SD5329 : The Preston Martyrs
taken 16 years ago, near to Preston, Lancashire, England
The Preston Martyrs
This statue commemorates four workers – George Sowerbutts, a 19 year old weaver from Chandler Street employed at Gardner’s Mill, Bernard McNamara, a cotton stripper aged 17 from Birk Street employed at Oxendale’s mill, William Lancaster aged 25 and John Mercer aged 27, a handloom weaver from Ribbleton Lane – who on 13th August 1842, at this end of Lune Street, in the presence of the Chief Constable and the Mayor, were shot by troops of the 72nd Highlanders.

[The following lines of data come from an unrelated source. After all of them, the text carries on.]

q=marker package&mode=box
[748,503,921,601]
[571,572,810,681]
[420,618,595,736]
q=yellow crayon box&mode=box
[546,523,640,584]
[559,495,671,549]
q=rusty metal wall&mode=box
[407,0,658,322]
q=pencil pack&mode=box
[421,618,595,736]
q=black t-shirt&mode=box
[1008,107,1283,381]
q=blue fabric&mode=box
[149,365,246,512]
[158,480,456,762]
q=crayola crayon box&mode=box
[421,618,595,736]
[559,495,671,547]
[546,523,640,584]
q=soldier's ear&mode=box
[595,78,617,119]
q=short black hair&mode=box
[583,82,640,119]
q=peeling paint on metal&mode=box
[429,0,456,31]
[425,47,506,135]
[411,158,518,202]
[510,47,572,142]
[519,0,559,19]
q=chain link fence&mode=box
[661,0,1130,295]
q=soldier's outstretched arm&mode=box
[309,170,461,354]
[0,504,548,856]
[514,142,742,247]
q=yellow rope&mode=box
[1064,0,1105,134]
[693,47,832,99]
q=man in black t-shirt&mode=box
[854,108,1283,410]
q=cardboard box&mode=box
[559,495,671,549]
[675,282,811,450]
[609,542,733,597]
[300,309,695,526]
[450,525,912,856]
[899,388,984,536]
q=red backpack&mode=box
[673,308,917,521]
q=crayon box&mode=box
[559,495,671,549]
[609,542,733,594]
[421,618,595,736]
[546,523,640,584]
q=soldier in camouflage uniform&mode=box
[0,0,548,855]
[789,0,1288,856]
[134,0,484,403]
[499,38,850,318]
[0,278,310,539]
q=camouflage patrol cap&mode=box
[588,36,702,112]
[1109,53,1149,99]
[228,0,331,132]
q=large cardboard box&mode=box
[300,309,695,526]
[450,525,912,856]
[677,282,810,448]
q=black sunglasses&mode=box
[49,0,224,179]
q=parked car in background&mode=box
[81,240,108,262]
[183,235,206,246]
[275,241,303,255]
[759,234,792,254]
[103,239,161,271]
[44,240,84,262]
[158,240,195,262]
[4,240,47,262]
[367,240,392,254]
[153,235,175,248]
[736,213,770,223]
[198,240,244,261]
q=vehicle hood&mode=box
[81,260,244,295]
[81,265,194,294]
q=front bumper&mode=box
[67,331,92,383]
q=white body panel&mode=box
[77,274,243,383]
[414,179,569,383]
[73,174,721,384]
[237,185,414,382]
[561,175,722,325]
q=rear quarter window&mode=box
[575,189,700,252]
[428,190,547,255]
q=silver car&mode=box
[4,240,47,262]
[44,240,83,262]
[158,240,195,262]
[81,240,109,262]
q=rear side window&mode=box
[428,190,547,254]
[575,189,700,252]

All four young workers died between one and six days after the shooting – death from gunshot wounds in those days was seldom instant.
As one of the leading centres of the industrial revolution, Preston was also a centre of class conflict – vividly portrayed in Dickens’ Hard Times, published in 1854. The late 1830s and early 1840s were a period of intense industrial and political struggle, which came to a head in a combination of factory strikes and Chartist agitation for Parliamentary reform that swept the country following the rejection of the People’s Charter by the House of Commons in 1842. In Preston this took the form of a head-on collision between strikers and the authorities on 12th and 13th August, of which the shootings were the awful culmination. Whether planned or not, the four deaths had the desired effect in quelling the agitation.